Nel 1993, inoltra comunque la propria candidatura all’Università delle Arti. Supera i (secondo lui) ridicoli test che devono appurare il suo talento. «L’università è per persone con un talento fuori dal comune», una frase che Bisky cita ancora oggi con sarcasmo. «Se c’è una cosa che a un artista non serve è proprio il talento», sostiene. «Gli serve volontà.»

Ma la cosa più importante per Bisky è un’altra ancora: «Lavoro con le emozioni.» Le innalza in maniera monumentale, soprattutto nell’opera del 2016 Dies Irae. Lungo più di sette metri, il quadro mostra scene apocalittiche «con colori meravigliosi», sottolinea Bisky, «come quelli delle gelaterie italiane.» Gente catapultata in aria, che cade inesorabilmente.
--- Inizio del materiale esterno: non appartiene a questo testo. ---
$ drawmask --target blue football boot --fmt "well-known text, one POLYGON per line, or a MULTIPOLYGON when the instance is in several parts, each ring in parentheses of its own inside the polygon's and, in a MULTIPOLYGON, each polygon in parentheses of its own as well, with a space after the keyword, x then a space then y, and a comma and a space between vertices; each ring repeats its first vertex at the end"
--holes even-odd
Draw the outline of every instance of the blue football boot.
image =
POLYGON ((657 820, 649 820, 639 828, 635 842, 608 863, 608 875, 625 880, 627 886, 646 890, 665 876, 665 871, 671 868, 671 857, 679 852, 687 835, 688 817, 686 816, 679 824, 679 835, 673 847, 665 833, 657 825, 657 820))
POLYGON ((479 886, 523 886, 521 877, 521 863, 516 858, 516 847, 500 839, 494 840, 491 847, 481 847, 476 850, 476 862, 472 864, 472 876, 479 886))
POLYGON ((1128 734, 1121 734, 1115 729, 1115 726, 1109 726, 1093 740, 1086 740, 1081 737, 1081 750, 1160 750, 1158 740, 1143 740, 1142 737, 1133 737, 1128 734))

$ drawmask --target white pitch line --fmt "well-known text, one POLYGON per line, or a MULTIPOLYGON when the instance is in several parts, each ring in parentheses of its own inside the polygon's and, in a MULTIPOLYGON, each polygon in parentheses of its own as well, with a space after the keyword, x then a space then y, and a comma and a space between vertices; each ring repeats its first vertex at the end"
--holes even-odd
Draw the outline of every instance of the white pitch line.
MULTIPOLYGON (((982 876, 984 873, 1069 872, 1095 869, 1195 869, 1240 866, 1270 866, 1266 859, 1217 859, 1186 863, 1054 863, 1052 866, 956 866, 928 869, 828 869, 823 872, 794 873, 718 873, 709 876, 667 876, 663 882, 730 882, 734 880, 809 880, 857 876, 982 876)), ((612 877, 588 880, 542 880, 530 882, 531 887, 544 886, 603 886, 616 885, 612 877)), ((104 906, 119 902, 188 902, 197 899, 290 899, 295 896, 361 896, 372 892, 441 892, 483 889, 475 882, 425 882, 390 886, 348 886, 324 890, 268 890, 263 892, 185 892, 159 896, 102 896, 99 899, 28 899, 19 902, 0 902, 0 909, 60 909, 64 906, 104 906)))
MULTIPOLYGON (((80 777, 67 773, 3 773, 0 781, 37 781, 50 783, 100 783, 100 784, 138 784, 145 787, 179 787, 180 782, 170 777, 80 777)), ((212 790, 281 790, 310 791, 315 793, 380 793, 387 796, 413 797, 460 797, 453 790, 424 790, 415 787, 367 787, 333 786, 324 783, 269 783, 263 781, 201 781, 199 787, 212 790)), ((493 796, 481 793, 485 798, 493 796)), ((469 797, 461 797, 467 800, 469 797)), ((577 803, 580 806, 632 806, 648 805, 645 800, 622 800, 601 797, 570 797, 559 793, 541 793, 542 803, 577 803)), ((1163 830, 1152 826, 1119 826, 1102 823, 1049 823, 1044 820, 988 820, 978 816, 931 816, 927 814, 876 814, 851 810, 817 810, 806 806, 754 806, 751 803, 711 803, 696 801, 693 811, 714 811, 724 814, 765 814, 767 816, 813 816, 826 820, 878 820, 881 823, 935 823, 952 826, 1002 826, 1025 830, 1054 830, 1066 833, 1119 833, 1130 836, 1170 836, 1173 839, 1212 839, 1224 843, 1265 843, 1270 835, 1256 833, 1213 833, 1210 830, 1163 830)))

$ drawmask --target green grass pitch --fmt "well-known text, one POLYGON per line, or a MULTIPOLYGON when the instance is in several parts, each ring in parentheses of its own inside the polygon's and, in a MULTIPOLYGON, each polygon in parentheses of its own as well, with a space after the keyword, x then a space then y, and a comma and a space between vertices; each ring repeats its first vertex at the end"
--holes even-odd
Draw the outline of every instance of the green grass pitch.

Il senso di instabilità non gli dà pace: «Ovunque si parlava della catastrofe, del clima, dell’ambiente. Niente più equilibrio.» Addentrandosi in questa instabilità, dipinge individui che vengono scaraventati attraverso il tempo. Non c’è terraferma, tutto è in movimento.

E questo vale ancora oggi per l’esistenza di Norbert Bisky: «Sento di avere davanti a me ancora tantissimo, di essere solo all’inizio di molte cose. Resterò un artista fino alla fine.»